L’Etat se saisit du crime et veut sidérer

« Et quand le hasard fait que le peuple n’a plus confiance en personne, comme cela arrive parfois, ayant été trompé dans le passé par les choses ou par les hommes, on en vient nécessairement à la ruine. »
Machiavel, Discours sur la première décade de Tite-Live.

De la même façon que, de nos jours, il est de plus en plus difficile d’être con, chacun sait combien rien d’humain ne peut se faire sous l’empire de la peur.
Et nul besoin de faire une étude en profondeur de Machiavel pour savoir combien l’Etat est prompt à profiter d’un crime, voire même à le mettre en scène, dans les périodes cruciales où sa domination commence à être ruinée par un mouvement profond.
Partout, tant de personnes ordinairement dépossédées de tout pouvoir sur le cours de leur existence, - et donc négligées - se maintiennent comme absolument non négligeables par leur refus en actes d’être davantage taillables et corvéables à merci.
Partout, la force brutale des bandes armées de l’Etat, garantes de la liberté du commerce et de la liberté d’exploitation, échoue à créer plus de peur, elle approfondit au contraire la révolte et produit une détestation généralisée et ancrée des polices.
Le mouvement a su ne pas se laisser dévoyer par quelques politicards que ce soit, qui en ont déjà tant croqué dans le passé, y compris par ceux qui ont rêvé - en vain jusqu’à présent - de dévier la colère dans la haine anti-migrants, le racisme et la xénophobie et qui veulent faire Führer.
Partout, l’enfumage macronien du 10 décembre a échoué.

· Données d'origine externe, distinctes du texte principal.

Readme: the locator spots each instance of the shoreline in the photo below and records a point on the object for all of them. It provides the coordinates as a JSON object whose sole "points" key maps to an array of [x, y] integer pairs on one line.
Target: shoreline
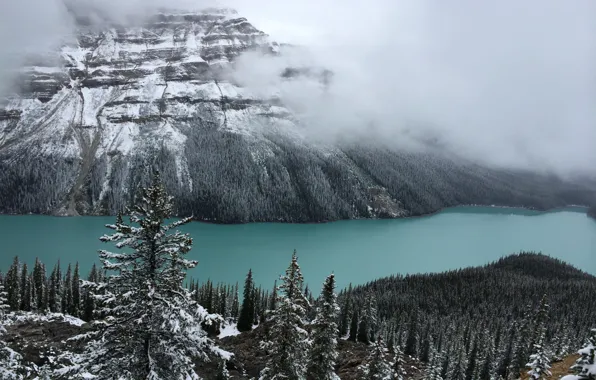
{"points": [[523, 211]]}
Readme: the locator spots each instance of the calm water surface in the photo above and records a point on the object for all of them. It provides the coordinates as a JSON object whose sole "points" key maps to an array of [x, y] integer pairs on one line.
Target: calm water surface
{"points": [[357, 250]]}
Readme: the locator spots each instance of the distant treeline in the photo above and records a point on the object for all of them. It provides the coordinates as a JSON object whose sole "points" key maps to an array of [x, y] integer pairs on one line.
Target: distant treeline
{"points": [[233, 178], [484, 319]]}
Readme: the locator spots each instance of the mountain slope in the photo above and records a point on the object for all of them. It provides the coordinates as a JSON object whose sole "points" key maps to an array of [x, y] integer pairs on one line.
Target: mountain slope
{"points": [[90, 121]]}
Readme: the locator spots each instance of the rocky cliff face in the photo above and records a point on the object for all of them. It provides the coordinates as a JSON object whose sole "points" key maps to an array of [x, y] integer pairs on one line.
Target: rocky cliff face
{"points": [[89, 122]]}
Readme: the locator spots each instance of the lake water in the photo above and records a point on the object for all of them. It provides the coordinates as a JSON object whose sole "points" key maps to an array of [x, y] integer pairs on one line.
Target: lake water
{"points": [[357, 250]]}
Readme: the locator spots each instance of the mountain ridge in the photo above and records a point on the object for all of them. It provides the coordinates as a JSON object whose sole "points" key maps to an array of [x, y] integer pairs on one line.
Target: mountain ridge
{"points": [[91, 121]]}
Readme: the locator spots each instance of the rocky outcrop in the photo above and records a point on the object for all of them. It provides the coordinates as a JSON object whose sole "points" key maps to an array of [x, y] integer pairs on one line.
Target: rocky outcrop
{"points": [[90, 122]]}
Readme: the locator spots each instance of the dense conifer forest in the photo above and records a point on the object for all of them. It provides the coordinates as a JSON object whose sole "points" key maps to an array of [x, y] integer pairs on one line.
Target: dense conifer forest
{"points": [[513, 316]]}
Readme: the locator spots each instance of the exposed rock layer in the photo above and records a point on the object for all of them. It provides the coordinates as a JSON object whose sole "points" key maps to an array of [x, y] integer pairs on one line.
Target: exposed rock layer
{"points": [[91, 121]]}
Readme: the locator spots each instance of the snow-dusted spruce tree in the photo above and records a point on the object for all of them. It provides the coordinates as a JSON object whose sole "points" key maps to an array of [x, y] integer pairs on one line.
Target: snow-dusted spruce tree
{"points": [[585, 366], [247, 312], [3, 303], [377, 367], [222, 371], [9, 359], [152, 327], [289, 345], [324, 334], [433, 370], [539, 363]]}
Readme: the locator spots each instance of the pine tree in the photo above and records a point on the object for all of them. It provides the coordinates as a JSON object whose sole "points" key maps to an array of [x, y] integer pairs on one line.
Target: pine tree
{"points": [[377, 367], [4, 306], [13, 285], [152, 328], [75, 292], [353, 334], [67, 291], [458, 371], [539, 363], [247, 312], [222, 371], [10, 361], [88, 299], [25, 290], [522, 348], [39, 277], [486, 365], [411, 348], [273, 299], [344, 319], [289, 340], [473, 357], [324, 334], [585, 366], [399, 364], [235, 304], [53, 303], [433, 371]]}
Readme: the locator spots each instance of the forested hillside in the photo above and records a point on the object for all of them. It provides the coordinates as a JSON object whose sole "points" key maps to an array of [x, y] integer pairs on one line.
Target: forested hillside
{"points": [[592, 212], [87, 121], [485, 320]]}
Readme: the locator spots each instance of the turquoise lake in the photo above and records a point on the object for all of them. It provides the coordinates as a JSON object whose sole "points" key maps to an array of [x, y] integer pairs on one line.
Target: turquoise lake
{"points": [[356, 251]]}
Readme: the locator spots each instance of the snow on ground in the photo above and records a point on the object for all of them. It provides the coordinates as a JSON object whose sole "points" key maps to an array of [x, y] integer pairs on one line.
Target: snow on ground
{"points": [[20, 317], [226, 355], [229, 329]]}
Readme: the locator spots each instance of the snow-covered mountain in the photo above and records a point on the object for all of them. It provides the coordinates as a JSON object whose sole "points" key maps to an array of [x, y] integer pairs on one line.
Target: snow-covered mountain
{"points": [[90, 121]]}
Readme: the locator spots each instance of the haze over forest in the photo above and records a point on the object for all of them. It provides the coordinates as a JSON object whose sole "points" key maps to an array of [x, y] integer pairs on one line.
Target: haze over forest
{"points": [[473, 78]]}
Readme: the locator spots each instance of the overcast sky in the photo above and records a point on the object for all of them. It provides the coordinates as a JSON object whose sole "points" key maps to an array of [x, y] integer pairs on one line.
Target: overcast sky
{"points": [[510, 82]]}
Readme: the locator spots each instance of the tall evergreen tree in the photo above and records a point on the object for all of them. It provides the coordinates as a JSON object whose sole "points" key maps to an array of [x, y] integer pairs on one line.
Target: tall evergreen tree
{"points": [[433, 371], [235, 304], [247, 312], [39, 278], [472, 360], [222, 371], [67, 291], [411, 347], [539, 363], [353, 334], [75, 306], [88, 298], [324, 334], [13, 285], [458, 371], [344, 318], [377, 367], [152, 328], [4, 306], [289, 340], [585, 366], [273, 299], [399, 364], [25, 289]]}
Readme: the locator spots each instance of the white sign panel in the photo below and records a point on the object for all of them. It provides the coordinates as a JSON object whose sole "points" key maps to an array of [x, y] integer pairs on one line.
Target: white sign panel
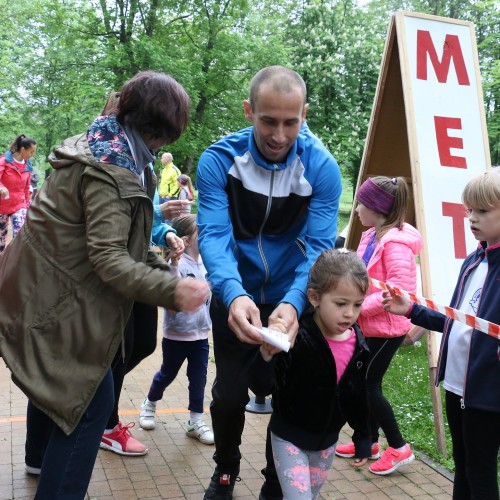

Il a été dit que le pouvoir réel pourrait bien jouer, entre autres, la carte d’attentats qu’il imputerait alors au mouvement ou à une de ses composantes en même temps que celle de « l’état d’urgence ».
C’était oublier aussi la carte de l’attentat terroriste dit « islamiste », avec laquelle tous les partis de la domination sont prêts à jouer ! Le pouvoir réel est toujours prêt à jouer avec le feu.
Quelles ont pu être les conditions de réalisation de la tuerie de Strasbourg ce 11 décembre au soir - dans un moment où précisément le mouvement dit des « Gilets Jaunes » paraît à un tournant assez décisif - n’est pas une question si annexe. Peut-être en saurons-nous davantage bien plus tard.
Depuis hier soir, c’est en boucle incessante que tous les médias mettent en scène Macron et ce gouvernement qui frôlent la ruine.
Ainsi vont-ils « sauver les Français du péril », (quand ce sont eux qui, justement, sont en péril), avec toutes leurs polices qui « savent beaucoup de choses et qui ont besoin de réserve, de retenue et de la sagesse du silence » pendant qu’à nouveau les pousse-à-un-tout-autre-crime relancent à tue-tête la si laide et si xénophobe Marseillaise (qui n’a jamais été le chant d’une armée révolutionnaire !!! mais bien celui de l’ Etat aux mains pleines de sang).
Le mouvement de révolte de tous ceux et celles qui ne décident à aucun degré du cours abject de ce
monde immonde (qui ne produit partout qu’une désolation aggravée multiforme) se trouve donc médiatiquement objet d’une tentative de meutre, comme mis à mort, comme relégué à n’être plus rien : ce que le pouvoir réel veut enfoncer dans le crâne de tous c’est que ce qui prime maintenant c’est « l’unité nationale » et que c’est pour cela qu’il a cette bonté d’agir immédiatement « la protection des Français » avec « Vigi-pirate » et « Urgence attentats » et leur cortège hautement spectacularisé de contrôles sécuritaires partout. « Allez ! Sages ! Maintenant, rentrez à la maison !  ». Dans cette opération qui vise à nous réduire à « un peuple de sourds et de muets qui se borne à contempler le spectacle », il est peu ou prou assuré de la participation de tous les autres pouvoirs concurrents, y compris ces bureaucrates-chefs de confédérations syndicales qui le 6 décembre, acceptant d’aller rencontrer Macron, affirmaient qu’ils « dénoncent toute forme de violence dans l’expression des revendications », omettant même d’évoquer les violences policières et autres répressions en cours.
L’Etat lâche des miettes à ce mouvement qui a vraiment très faim et dont une victoire de taille réside dans le fait d’avoir cessé de compter en sachant compter les uns sur les autres, sans intermédiaires.
L’Etat nous veut tous et toutes obéissants, rentrés à la maison, rampants et gouvernés par les coups.
Ce sont notamment la naissance et la coordination de Commercy par milliers qui sauront renforcer l’auto-organisation, les actes du mouvement et son contrôle de qui parle en son nom.